From the artist – Drypoint technique:
“My drypoints start with the artwork, which is reversed before working from it to the printing plate. This can be zinc or acrylic (Perspex). Acrylic is easier to use as you can lay it over the artwork. I then use a sharp pointed tool to scratch lines/curves into the plate, crosshatching where I want to build up strong dark areas. When this process is complete I am ready for printing. Suitable printing paper is cut to size, dampened and the press is set up at the correct pressure.
I am now ready to ink up the plate. Etching ink is very tacky and is applied with printers mull (similar to baby muslin). The ink is rubbed into the lines and left in an even layer over the plate. With progressively cleaner mull, I then work into this surface layer, wiping back to the bare plate where I want the lightest tones. Different coloured inks can be used for tonal variation and colour highlights.

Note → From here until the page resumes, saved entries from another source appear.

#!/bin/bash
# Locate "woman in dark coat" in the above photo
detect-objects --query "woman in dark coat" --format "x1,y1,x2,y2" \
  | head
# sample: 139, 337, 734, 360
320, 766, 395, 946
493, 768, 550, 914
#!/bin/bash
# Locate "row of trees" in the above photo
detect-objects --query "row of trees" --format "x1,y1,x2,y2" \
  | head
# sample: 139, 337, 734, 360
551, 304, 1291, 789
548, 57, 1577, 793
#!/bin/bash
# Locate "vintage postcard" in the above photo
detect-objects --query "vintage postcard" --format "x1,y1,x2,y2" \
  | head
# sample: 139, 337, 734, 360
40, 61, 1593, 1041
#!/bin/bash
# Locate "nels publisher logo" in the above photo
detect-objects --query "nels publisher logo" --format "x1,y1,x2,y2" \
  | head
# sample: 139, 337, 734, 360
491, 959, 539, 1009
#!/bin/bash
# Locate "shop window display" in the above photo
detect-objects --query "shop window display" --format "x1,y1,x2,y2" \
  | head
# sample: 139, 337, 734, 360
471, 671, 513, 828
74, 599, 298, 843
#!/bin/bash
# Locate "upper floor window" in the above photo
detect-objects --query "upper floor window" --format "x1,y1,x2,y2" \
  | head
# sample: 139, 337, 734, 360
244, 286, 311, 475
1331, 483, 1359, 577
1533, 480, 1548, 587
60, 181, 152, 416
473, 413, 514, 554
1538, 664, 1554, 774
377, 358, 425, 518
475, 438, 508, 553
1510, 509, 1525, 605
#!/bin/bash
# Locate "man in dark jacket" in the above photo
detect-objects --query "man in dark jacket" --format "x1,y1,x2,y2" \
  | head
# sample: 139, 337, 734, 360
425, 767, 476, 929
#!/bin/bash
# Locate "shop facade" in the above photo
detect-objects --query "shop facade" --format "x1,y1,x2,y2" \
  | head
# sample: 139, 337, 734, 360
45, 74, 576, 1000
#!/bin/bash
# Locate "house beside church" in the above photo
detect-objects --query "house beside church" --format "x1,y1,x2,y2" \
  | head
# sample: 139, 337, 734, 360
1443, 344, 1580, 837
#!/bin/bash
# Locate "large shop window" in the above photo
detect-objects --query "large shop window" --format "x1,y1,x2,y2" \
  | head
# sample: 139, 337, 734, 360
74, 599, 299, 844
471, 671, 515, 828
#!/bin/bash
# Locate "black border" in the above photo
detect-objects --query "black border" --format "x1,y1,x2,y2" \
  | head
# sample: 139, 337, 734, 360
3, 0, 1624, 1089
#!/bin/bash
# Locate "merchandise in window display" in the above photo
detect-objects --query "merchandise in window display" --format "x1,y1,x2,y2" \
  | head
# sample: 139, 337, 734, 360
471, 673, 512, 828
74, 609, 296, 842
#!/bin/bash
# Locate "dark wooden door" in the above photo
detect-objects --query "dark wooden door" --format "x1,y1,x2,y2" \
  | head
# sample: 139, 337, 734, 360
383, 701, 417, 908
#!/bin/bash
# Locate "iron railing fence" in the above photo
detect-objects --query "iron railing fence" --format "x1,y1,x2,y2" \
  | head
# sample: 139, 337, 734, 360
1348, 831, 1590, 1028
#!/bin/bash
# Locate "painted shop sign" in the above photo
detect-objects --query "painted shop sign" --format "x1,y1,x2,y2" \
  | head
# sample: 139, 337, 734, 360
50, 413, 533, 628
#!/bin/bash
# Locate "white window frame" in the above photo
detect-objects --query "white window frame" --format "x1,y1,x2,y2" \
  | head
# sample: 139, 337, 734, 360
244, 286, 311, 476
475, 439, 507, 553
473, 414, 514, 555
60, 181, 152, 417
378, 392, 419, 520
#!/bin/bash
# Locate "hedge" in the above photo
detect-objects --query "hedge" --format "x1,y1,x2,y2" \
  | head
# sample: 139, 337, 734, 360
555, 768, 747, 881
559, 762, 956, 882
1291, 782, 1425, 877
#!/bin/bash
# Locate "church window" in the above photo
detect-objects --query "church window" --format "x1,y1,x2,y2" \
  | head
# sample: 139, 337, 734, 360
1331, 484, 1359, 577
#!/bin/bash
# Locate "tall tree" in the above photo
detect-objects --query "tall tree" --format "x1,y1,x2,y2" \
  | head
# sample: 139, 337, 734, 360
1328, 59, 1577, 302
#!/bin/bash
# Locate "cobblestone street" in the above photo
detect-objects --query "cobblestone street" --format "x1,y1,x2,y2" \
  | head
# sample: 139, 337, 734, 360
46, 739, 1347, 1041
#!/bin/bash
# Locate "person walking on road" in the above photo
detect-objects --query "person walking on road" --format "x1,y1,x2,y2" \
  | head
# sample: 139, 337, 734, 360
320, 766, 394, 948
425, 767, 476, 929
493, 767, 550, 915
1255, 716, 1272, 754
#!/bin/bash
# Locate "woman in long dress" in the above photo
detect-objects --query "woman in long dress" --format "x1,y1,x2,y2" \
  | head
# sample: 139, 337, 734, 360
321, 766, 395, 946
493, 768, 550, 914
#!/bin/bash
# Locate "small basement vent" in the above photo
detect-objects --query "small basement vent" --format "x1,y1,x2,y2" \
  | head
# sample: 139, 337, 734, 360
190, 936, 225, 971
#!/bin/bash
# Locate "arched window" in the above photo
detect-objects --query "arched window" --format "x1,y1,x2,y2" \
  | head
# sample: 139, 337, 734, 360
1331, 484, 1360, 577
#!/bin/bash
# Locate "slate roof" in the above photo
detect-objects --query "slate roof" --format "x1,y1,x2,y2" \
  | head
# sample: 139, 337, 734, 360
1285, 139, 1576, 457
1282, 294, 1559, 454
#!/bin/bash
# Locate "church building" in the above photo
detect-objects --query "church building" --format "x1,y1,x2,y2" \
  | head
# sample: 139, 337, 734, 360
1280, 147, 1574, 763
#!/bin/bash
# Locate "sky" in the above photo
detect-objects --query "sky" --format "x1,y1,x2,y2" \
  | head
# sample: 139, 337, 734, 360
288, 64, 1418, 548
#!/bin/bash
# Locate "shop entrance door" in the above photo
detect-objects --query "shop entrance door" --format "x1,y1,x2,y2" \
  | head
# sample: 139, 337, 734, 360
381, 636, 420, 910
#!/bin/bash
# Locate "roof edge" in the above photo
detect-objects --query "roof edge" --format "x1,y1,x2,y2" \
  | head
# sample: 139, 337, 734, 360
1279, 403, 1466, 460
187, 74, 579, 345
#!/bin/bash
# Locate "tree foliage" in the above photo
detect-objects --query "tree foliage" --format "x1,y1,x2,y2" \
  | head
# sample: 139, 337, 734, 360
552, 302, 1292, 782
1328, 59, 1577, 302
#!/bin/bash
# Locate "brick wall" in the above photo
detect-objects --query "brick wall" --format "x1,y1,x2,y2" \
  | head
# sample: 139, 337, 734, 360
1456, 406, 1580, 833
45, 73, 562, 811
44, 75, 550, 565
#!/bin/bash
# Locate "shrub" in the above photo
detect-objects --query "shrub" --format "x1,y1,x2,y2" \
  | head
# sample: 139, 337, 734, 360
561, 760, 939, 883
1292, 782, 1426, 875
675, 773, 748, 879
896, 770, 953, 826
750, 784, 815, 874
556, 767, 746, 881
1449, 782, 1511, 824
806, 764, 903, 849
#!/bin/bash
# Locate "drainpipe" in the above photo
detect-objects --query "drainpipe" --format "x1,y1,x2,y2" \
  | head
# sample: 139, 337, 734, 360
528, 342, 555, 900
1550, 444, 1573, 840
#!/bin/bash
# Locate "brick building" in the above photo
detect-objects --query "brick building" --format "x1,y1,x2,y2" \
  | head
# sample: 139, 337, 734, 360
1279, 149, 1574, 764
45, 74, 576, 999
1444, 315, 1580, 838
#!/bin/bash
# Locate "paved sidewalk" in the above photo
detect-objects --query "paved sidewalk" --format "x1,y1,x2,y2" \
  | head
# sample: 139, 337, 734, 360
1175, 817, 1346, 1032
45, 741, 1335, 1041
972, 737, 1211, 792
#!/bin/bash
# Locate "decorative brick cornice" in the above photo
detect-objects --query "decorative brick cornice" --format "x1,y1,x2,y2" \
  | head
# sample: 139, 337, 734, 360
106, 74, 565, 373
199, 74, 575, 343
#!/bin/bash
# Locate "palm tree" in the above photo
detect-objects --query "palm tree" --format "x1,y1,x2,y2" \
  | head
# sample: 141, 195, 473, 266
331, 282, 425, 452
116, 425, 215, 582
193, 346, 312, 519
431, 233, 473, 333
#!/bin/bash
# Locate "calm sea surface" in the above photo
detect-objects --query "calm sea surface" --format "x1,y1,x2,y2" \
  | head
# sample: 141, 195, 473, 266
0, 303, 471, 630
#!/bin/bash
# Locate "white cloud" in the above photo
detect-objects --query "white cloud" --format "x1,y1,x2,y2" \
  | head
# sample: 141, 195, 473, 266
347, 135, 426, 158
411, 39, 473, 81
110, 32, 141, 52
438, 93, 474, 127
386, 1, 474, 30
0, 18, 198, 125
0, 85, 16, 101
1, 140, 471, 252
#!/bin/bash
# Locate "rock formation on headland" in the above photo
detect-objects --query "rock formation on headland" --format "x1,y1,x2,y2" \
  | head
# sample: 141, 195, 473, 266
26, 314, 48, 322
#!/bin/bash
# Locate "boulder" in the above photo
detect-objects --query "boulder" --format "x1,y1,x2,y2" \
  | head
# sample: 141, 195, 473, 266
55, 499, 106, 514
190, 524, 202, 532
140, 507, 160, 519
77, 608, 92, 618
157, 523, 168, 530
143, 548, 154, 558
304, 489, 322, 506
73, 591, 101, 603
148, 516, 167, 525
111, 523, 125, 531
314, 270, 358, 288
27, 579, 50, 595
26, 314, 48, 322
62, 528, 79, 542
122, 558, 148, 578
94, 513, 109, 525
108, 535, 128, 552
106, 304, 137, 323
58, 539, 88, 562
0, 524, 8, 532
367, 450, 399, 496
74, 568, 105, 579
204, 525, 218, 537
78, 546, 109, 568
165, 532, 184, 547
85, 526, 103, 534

Because of the process I use, there is always some variation within an edition, as the plate is re-inked after each separate print. The plate is then laid face up on the printing bed within registration marks. The paper is then carefully laid over the plate within a second set of registration marks. Felts are dropped over the paper and the press bed is then wound through two rollers under pressure. The felts are then peeled back, as is the paper off the printing plate, and left to for several days. At this stage any watercolour can be applied for additional effect.”